Long-standing GLNS client Marley Spoon SE (“Marley Spoon”), a leading meal-kit provider listed on the Australian Securities Exchange ASX, has entered into a business combination agreement (“BCA”) for a DE-SPAC transaction with 468 SPAC II SE (“468 SPAC II”), a Luxembourg-based special purpose acquisition vehicle listed on the Frankfurt Stock Exchange. The BCA is subject to customary closing conditions, including approval by the shareholders of 468 SPAC II.
To implement the transaction, 468 SPAC II has entered into agreements with certain shareholders relating to the sale and transfer of a controlling stake in Marley Spoon. The business combination is to be effected on a share-for-share basis against the issuance of new shares in 468 SPAC II.
Following consummation of the business combination, 468 SPAC II intends to make a direct offer to acquire the CHESS Depositary Interests over Marley Spoon shares listed on ASX from the remaining shareholders at substantially the same commercial terms as under the agreements with the rolling shareholders (including the same exchange ratio).
In addition, prior to the business combination, Marley Spoon intends to increase its share capital by an aggregate amount of up to EUR 35 million against cash contributions by its existing investors 468 Capital II GmbH & Co. KG and Union Square Ventures as well as other private investors.
In connection with the transaction, the current debt facility of Marley Spoon with Runway Growth Capital will also be amended.
Upon completion of the business combination, 468 SPAC II is expected to be named Marley Spoon SE and will be led by Marley Spoon’s current management team, including Marley Spoon’s founder, Fabian Siegel, who will be the CEO of the combined entity.

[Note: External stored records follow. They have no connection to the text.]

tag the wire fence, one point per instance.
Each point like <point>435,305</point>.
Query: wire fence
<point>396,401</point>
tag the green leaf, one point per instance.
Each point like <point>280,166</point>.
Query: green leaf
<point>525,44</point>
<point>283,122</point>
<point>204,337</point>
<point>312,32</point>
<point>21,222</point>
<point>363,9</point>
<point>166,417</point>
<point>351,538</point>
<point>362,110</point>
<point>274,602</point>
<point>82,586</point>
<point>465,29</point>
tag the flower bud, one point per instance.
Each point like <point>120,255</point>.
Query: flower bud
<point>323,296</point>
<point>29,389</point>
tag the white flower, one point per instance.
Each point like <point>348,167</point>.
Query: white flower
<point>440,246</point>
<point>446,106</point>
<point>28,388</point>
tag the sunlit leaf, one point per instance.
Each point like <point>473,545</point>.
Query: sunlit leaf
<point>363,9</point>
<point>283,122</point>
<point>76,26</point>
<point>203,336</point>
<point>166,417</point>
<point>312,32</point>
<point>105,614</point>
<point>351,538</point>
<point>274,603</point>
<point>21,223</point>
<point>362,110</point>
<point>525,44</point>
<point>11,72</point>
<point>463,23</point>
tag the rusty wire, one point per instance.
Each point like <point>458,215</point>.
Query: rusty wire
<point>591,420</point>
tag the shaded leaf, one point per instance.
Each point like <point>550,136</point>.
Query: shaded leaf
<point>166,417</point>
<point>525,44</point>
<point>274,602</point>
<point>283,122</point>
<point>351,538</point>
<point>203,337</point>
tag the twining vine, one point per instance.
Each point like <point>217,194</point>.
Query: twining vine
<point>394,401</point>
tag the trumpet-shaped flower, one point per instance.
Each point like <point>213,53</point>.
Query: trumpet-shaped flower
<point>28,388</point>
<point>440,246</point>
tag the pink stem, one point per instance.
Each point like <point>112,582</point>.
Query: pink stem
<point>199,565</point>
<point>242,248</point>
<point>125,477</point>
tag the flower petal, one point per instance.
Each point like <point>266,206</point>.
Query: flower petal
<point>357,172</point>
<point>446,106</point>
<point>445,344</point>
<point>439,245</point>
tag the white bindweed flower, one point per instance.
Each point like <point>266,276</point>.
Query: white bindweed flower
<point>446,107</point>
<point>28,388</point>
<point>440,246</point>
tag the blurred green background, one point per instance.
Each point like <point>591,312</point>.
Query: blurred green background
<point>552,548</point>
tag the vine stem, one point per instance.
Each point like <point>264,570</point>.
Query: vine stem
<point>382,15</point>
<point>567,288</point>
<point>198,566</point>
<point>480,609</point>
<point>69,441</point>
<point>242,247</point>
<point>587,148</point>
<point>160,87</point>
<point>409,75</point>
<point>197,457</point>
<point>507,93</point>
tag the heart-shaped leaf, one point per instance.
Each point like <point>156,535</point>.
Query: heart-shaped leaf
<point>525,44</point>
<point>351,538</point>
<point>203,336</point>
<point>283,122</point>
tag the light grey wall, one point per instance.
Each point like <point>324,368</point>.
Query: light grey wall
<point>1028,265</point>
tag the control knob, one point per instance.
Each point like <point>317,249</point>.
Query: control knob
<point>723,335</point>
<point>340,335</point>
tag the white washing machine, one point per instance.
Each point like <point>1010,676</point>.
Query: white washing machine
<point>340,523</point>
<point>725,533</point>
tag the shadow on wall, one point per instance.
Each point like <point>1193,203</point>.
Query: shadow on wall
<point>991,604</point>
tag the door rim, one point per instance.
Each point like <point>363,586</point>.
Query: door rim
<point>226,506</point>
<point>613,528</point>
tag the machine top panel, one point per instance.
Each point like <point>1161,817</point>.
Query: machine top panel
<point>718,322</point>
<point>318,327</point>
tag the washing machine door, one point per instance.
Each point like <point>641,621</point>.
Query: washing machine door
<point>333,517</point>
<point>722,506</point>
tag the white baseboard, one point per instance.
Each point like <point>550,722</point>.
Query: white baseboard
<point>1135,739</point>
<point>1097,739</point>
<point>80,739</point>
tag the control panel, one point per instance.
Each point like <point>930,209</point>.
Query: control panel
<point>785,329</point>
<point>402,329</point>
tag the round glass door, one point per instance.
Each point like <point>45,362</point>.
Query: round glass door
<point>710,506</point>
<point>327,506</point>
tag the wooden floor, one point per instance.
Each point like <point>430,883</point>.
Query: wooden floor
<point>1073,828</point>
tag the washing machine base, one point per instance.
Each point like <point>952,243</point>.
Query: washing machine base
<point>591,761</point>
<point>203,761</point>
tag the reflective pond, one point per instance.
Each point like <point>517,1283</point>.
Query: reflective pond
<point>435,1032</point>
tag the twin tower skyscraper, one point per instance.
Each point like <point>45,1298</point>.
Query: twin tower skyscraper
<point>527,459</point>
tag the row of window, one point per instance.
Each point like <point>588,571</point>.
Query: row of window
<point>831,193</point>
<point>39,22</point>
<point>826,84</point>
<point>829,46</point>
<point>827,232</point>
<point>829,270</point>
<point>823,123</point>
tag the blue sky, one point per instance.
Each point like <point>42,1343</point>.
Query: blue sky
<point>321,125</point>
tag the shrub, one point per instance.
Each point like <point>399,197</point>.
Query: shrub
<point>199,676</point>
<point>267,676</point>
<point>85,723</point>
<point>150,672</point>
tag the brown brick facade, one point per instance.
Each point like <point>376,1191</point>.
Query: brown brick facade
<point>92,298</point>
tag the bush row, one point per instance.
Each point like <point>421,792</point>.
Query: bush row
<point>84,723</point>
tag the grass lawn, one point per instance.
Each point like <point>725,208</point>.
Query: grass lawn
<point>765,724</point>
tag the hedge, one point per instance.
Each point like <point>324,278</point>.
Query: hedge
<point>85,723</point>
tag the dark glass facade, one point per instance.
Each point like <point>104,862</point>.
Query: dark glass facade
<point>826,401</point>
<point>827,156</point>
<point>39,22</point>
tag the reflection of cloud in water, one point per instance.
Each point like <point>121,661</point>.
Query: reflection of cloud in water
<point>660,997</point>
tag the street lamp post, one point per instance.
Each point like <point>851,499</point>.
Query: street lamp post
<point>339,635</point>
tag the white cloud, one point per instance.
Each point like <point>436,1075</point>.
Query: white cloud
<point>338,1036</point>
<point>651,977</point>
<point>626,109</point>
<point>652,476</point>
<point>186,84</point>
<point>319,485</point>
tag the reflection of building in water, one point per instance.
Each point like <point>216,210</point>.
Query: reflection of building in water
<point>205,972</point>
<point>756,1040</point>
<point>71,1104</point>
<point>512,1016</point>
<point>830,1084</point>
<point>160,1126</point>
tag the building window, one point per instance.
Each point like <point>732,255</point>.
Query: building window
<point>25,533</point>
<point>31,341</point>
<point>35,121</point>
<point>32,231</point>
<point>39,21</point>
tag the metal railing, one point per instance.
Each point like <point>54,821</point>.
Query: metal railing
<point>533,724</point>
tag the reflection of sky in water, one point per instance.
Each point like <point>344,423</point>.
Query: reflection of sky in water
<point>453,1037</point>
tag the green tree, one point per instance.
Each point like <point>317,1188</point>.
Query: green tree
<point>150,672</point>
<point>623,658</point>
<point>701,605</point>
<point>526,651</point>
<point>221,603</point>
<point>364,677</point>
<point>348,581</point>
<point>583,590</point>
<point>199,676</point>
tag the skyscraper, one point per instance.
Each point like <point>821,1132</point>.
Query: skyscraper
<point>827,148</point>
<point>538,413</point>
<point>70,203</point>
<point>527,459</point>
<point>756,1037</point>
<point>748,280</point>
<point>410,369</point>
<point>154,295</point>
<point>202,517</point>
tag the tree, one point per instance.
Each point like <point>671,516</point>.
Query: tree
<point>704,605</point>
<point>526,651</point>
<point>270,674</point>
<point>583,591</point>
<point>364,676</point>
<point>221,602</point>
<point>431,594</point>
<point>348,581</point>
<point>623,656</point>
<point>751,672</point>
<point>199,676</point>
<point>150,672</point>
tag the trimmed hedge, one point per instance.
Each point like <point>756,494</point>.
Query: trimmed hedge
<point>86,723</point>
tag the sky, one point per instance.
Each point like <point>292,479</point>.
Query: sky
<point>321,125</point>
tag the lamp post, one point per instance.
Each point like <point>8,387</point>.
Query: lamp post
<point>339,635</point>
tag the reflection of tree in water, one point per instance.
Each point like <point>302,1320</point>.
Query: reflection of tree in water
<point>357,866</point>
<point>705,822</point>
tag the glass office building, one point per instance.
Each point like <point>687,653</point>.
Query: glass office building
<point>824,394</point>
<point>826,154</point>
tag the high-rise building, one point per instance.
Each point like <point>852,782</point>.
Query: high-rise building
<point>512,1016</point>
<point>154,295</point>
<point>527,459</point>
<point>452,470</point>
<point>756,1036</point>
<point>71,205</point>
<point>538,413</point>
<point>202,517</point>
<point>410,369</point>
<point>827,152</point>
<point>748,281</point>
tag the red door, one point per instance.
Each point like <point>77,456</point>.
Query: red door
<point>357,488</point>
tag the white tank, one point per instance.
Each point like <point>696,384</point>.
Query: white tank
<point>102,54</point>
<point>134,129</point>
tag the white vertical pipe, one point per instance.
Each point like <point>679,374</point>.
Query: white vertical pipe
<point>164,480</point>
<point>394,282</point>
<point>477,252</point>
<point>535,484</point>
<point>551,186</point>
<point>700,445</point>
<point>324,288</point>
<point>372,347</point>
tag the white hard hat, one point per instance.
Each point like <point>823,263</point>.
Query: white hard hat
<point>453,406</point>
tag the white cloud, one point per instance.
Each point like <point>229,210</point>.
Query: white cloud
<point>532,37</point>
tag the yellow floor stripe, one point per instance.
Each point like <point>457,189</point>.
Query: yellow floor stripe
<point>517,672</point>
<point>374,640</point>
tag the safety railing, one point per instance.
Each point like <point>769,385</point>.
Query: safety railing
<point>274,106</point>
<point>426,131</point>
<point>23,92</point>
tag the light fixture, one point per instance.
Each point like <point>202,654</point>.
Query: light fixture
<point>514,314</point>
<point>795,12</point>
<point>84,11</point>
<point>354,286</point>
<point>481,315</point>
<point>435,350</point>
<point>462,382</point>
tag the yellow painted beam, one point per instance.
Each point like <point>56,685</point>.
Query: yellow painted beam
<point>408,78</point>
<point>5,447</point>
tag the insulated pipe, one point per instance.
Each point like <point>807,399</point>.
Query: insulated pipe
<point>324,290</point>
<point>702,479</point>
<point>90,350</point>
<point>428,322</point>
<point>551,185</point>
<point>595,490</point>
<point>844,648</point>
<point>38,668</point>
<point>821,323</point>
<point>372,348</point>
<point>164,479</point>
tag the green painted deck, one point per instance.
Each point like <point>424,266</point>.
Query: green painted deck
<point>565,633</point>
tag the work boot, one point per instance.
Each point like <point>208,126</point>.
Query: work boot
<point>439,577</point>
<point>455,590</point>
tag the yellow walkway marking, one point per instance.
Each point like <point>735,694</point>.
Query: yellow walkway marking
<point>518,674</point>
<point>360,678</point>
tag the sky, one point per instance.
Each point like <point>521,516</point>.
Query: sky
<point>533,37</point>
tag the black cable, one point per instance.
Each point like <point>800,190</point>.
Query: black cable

The deal was led and coordinated in-house by Marley Spoon’s General Counsel, Dr. Mathias Hansen.
GLNS acted as lead German counsel for Marley Spoon. The GLNS team advising Marley Spoon was led by Dr. Daniel Gubitz (M&A) and Dr. Bernd Graßl (Corporate/Capital Markets), and also included Malte Krohn (Corporate/Capital Markets), Dr. Anselm Lenhard (Finance) and Andreas Scheidle (Tax).
Other legal and tax advisers on the intended business combination include Clayton Utz (Australian legal counsel to Marley Spoon), Latham & Watkins (US Securities and US Finance law counsel to Marley Spoon), Stibbe (Luxembourg legal and tax counsel to Marley Spoon), DLA Piper (Legal counsel to Marley Spoon’s supervisory board), Sullivan & Cromwell (German & US legal counsel to 468 SPAC II), Flick Gocke Schaumburg (German tax counsel to 468 SPAC II), Gilbert + Tobin (Australian legal counsel to 468 SPAC II), Arendt & Medernach (Luxembourg legal counsel to 468 SPAC II), Osborne Clarke (German legal counsel to Union Square Ventures), Gunderson & Dettmer (US legal counsel to Union Square Ventures), and Sidley Austin (US legal counsel to Runway Growth Capital). Greenhill acted as investment bank for Marley Spoon, and Berenberg for 468 SPAC II.